LAUSR

Abstract Among the planar nanostructures, the Z-shaped nanoribbon junction which can be etched from a two-dimensional material sheet, is the one of the most promising device model for integration in multifunctional nanodevices. Here we propose a Z-shaped junction comprising a few-nanometer-long armchair-edged α-graphyne nanoribbon (αGYNR) embedded between two semi-infinite zigzag-edged αGYNR leads with parallel or antiparallel magnetic configuration. By ab initio calculations based on the non-equilibrium Green's function formalism combined with density functional theory, we study the electron spin-dependent transport properties for the junction under the influence of symmetric and asymmetric hydrogenation or fluorination edge treatments acted on αGYNRs, respectively.

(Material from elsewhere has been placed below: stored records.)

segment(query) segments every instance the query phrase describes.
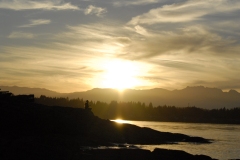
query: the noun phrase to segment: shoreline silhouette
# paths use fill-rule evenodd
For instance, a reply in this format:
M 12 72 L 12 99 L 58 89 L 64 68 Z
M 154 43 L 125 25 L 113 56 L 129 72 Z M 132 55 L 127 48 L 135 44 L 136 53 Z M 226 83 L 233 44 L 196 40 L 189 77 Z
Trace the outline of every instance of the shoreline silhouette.
M 177 154 L 180 151 L 141 149 L 115 151 L 86 150 L 84 146 L 114 146 L 115 144 L 165 144 L 177 142 L 211 143 L 202 137 L 180 133 L 159 132 L 131 124 L 118 124 L 95 116 L 82 108 L 45 106 L 26 101 L 0 101 L 1 159 L 108 159 L 123 153 L 129 159 L 143 154 L 149 159 Z M 197 147 L 197 145 L 196 145 Z M 134 153 L 134 154 L 133 154 Z M 196 158 L 185 152 L 182 157 Z M 122 156 L 120 156 L 122 157 Z M 155 158 L 153 158 L 155 157 Z M 200 158 L 201 156 L 197 156 Z M 211 159 L 208 156 L 208 159 Z M 124 159 L 126 157 L 122 157 Z M 110 158 L 111 159 L 111 158 Z M 121 158 L 120 158 L 121 159 Z

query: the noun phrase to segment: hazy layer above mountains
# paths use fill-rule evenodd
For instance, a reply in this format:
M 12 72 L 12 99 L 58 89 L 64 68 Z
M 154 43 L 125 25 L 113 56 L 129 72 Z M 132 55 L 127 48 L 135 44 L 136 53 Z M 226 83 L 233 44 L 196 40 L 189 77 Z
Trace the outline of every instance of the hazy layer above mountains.
M 85 92 L 74 93 L 58 93 L 47 89 L 27 88 L 27 87 L 8 87 L 0 86 L 2 91 L 10 91 L 15 95 L 18 94 L 35 94 L 36 97 L 41 95 L 49 97 L 68 97 L 82 98 L 92 101 L 124 101 L 124 102 L 141 102 L 148 105 L 150 102 L 153 106 L 176 106 L 187 107 L 195 106 L 199 108 L 234 108 L 240 107 L 240 93 L 235 90 L 223 92 L 217 88 L 206 88 L 203 86 L 186 87 L 181 90 L 165 90 L 160 88 L 149 90 L 132 90 L 127 89 L 119 92 L 115 89 L 100 89 L 95 88 Z

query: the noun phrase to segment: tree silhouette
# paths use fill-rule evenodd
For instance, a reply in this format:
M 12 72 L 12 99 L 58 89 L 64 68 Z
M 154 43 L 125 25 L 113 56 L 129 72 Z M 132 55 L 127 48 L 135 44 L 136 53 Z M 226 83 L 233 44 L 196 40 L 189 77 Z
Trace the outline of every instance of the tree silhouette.
M 83 99 L 68 99 L 40 96 L 35 102 L 49 106 L 65 106 L 84 108 Z M 92 112 L 104 119 L 128 119 L 168 122 L 195 122 L 195 123 L 233 123 L 240 124 L 240 108 L 202 109 L 195 106 L 175 107 L 157 106 L 150 102 L 148 106 L 141 102 L 93 102 L 89 101 Z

It is found that the edge passivation plays a pivotal role on the spin-charge transport of a Z-shaped αGYNR junction since the electron transport is mainly driven by the edge states of the system. Interestingly, the edge fluorination enhances charge transport but the double fluorinations treatment can suppress the edge transporting channels. Moreover, there exists an obvious effect of negative differential resistance in the designed junctions with peak to valley ratio reaching up to 4696. The possible physical/chemical mechanisms are revealed and discussed by studying the match degree of the band structure of the electrodes with the spin-resolved transmission spectrum around the Fermi level, as well as the evolution of the frontier molecular orbitals under certain bias. Our results imply that this Z-shaped αGYNR junction is a promising candidate in the future all-carbon device designing.